While the accusations against him stung, Wiesenthal found his reputation greatly enhanced in his adopted country of Austria, which had long viewed him as a meddler, according to Pick.To many, his name had long been a symbol of human conscience. Wiesenthal's honors included the U.S. Congressional Gold Medal (1980), the Presidential Medal of Freedom (2000) and an honorary British knighthood (2004).

In 1977, Rabbi Marvin Hier named his Los Angeles-based Jewish human rights center after Wiesenthal. Wiesenthal remained officially unaffiliated with the California center, but Hier agreed to send him a modest monthly stipend as Wiesenthal kept his Austrian office open, mostly hoping to outlive the surviving handful of Nazi war criminals.

Wiesenthal wrote prolifically to provide some income for his work. Besides his memoirs, his books included "The Sunflower" (1969), part-memoir, part-parable of forgiveness; and "Sails of Hope" (1973), in which he studied the possibility that Christopher Columbus was Jewish. He joked that American Jews might celebrate three holy events: Rosh Hashanah, Yom Kippur and Columbus Day.

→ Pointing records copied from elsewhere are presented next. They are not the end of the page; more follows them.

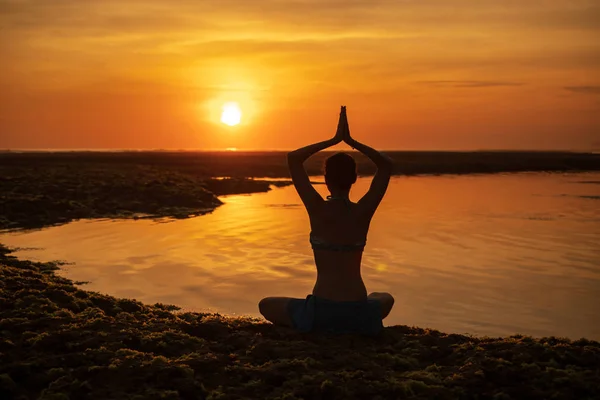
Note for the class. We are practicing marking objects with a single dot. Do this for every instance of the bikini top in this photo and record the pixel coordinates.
(320, 244)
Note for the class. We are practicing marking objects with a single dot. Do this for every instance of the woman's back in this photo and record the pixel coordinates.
(338, 236)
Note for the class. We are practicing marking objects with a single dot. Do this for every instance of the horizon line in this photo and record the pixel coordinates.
(234, 150)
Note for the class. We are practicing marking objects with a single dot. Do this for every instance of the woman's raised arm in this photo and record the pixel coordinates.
(370, 201)
(310, 197)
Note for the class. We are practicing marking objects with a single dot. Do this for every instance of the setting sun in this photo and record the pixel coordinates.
(231, 114)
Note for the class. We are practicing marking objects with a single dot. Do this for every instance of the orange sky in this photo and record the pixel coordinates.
(421, 74)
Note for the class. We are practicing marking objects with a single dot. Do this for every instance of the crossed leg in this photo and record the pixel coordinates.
(275, 310)
(386, 300)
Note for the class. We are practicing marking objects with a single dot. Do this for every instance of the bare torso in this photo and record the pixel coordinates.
(338, 272)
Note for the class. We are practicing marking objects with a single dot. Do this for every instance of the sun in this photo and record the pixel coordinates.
(232, 115)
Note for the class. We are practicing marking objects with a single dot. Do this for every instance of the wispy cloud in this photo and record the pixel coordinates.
(583, 89)
(470, 84)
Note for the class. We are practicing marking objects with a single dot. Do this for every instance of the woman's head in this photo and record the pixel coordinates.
(340, 172)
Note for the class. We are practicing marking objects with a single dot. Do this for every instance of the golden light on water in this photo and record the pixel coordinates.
(232, 114)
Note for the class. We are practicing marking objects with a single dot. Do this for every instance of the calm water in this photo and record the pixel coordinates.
(485, 255)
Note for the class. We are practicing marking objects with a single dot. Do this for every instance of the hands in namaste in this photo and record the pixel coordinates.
(343, 131)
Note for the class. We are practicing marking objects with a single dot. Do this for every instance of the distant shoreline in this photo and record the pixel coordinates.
(44, 189)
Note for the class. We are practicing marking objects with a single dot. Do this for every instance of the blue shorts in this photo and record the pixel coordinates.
(315, 314)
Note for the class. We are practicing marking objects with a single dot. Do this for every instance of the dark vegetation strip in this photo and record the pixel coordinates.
(273, 164)
(60, 342)
(42, 189)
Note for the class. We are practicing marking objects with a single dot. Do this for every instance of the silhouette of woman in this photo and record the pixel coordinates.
(339, 301)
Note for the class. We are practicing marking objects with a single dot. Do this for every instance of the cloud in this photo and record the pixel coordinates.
(583, 89)
(470, 84)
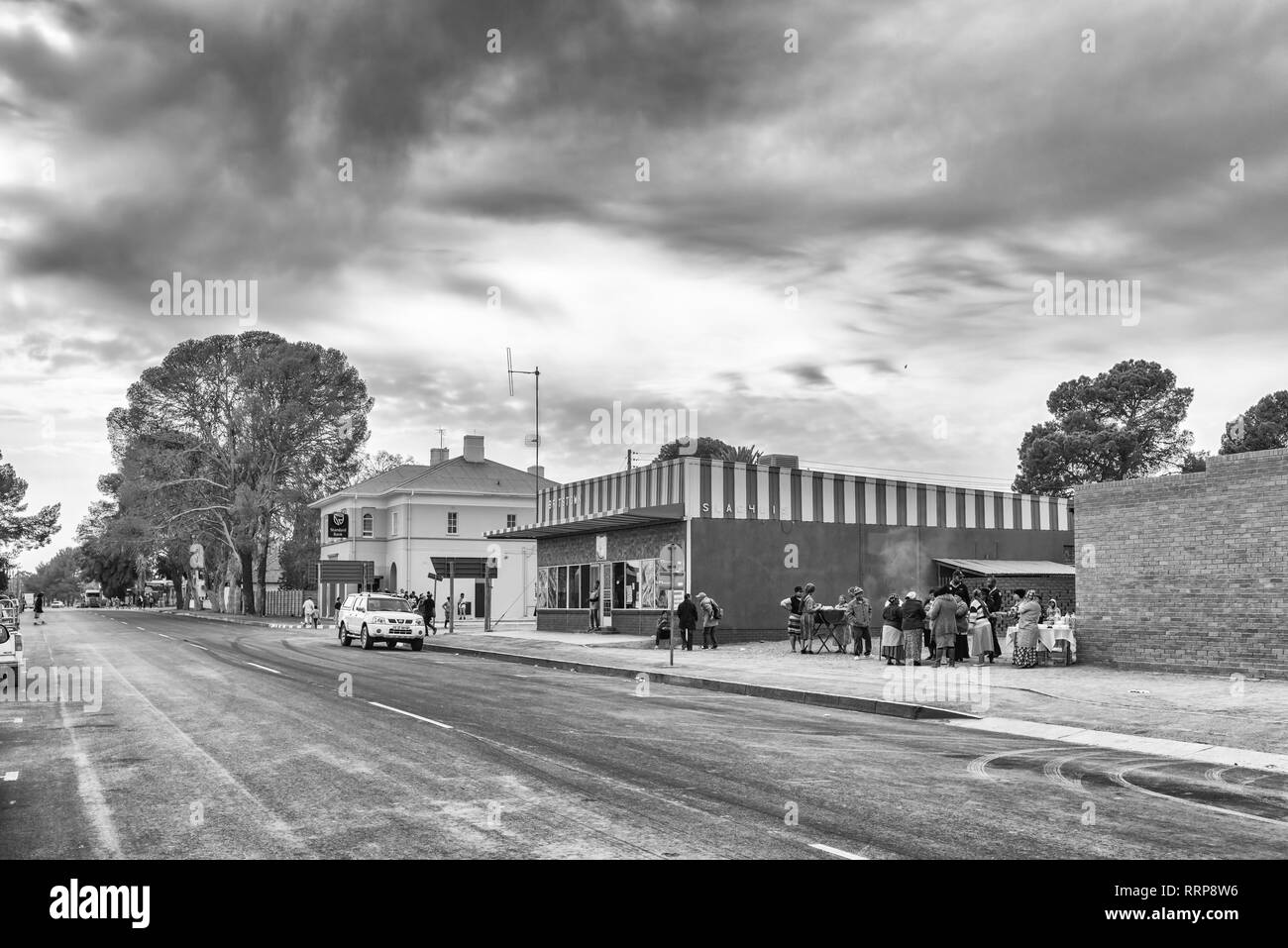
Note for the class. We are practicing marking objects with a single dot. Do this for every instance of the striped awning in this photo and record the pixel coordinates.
(616, 519)
(1009, 567)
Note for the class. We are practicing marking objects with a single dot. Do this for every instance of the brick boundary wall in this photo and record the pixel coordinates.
(1188, 572)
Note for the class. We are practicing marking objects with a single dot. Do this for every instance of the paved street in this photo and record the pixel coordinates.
(224, 741)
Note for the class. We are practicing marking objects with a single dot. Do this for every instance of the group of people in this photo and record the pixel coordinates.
(688, 616)
(953, 623)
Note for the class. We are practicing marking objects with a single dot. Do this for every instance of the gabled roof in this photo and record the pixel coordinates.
(454, 475)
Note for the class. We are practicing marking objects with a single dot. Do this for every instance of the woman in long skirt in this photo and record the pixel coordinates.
(892, 633)
(1026, 631)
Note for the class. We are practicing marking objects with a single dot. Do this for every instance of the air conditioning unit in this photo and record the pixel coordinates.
(781, 460)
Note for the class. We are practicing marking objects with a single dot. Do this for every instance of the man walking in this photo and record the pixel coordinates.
(593, 609)
(858, 616)
(687, 614)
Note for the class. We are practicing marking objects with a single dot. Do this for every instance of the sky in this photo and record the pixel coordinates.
(832, 250)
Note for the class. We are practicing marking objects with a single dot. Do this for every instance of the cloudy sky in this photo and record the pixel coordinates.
(774, 178)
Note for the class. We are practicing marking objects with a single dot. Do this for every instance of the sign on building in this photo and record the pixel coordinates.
(338, 527)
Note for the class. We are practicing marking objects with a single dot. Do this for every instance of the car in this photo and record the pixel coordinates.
(372, 617)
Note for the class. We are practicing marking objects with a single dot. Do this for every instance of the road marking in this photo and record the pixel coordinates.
(836, 852)
(428, 720)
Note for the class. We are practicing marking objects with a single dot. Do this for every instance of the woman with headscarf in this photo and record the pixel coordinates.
(980, 629)
(892, 631)
(913, 618)
(1025, 655)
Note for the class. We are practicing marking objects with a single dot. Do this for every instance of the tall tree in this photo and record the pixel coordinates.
(20, 531)
(228, 429)
(1262, 427)
(706, 447)
(58, 578)
(1126, 423)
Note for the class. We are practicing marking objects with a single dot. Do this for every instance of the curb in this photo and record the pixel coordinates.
(842, 702)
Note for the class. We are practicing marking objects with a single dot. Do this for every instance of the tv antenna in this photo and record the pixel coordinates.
(536, 378)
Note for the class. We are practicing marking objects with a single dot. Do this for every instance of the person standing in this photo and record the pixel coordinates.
(687, 614)
(993, 600)
(943, 620)
(859, 618)
(794, 604)
(913, 617)
(807, 607)
(593, 609)
(892, 631)
(426, 610)
(709, 620)
(1025, 655)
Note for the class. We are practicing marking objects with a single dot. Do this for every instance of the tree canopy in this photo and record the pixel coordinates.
(1126, 423)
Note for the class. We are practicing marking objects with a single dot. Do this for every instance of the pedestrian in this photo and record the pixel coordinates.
(687, 614)
(993, 600)
(709, 620)
(892, 631)
(912, 614)
(980, 627)
(794, 604)
(593, 609)
(962, 644)
(1029, 613)
(859, 618)
(310, 612)
(426, 610)
(807, 607)
(943, 620)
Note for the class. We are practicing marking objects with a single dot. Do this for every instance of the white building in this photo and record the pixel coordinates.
(412, 518)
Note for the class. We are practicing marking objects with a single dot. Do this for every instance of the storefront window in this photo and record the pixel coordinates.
(575, 599)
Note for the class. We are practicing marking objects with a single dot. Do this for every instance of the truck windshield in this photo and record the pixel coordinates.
(386, 604)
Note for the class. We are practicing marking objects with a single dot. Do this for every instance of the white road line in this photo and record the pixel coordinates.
(836, 852)
(428, 720)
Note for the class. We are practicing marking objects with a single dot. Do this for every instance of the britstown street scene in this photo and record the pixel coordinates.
(644, 430)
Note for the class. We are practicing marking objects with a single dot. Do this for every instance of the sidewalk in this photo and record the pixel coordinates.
(1080, 703)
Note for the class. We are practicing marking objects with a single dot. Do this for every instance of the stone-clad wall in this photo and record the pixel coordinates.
(1188, 572)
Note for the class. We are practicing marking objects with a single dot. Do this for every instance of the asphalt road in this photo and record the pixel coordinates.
(215, 740)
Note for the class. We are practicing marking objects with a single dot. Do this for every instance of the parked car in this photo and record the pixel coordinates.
(372, 617)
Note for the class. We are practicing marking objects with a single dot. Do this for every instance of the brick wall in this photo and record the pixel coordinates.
(1188, 572)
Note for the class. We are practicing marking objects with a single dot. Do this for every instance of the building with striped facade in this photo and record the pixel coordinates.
(752, 532)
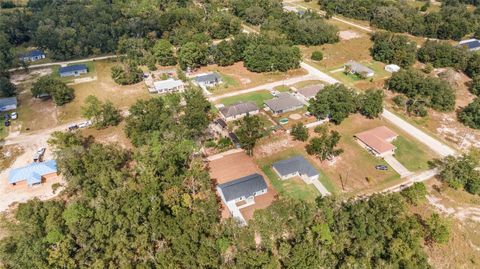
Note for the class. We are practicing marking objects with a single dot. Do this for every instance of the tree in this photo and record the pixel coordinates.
(163, 53)
(317, 55)
(192, 55)
(7, 88)
(58, 90)
(300, 132)
(470, 115)
(250, 129)
(335, 102)
(324, 147)
(371, 103)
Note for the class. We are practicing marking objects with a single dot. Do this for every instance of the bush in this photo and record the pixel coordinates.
(317, 55)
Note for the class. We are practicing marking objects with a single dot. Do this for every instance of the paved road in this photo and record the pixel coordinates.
(66, 62)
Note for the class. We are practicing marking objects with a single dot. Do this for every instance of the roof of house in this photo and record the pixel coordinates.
(238, 109)
(8, 101)
(377, 139)
(32, 173)
(311, 91)
(284, 101)
(32, 53)
(243, 187)
(167, 84)
(73, 68)
(295, 164)
(209, 77)
(359, 68)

Wiesenthal was described as a man who accepted material sacrifice but craved name recognition. In many ways, he won his wish. Some felt this aspect of his personality diminished him, including Holocaust memoirist Elie Wiesel, who found Wiesenthal boorish and covetous of his Nobel Prize.

Ever image-conscious, Wiesenthal once said Paul Newman would be the ideal man to play him onscreen. When told the actor disliked portraying the living, Wiesenthal said: "Give him also my regards, but for his comfort I wish not to die."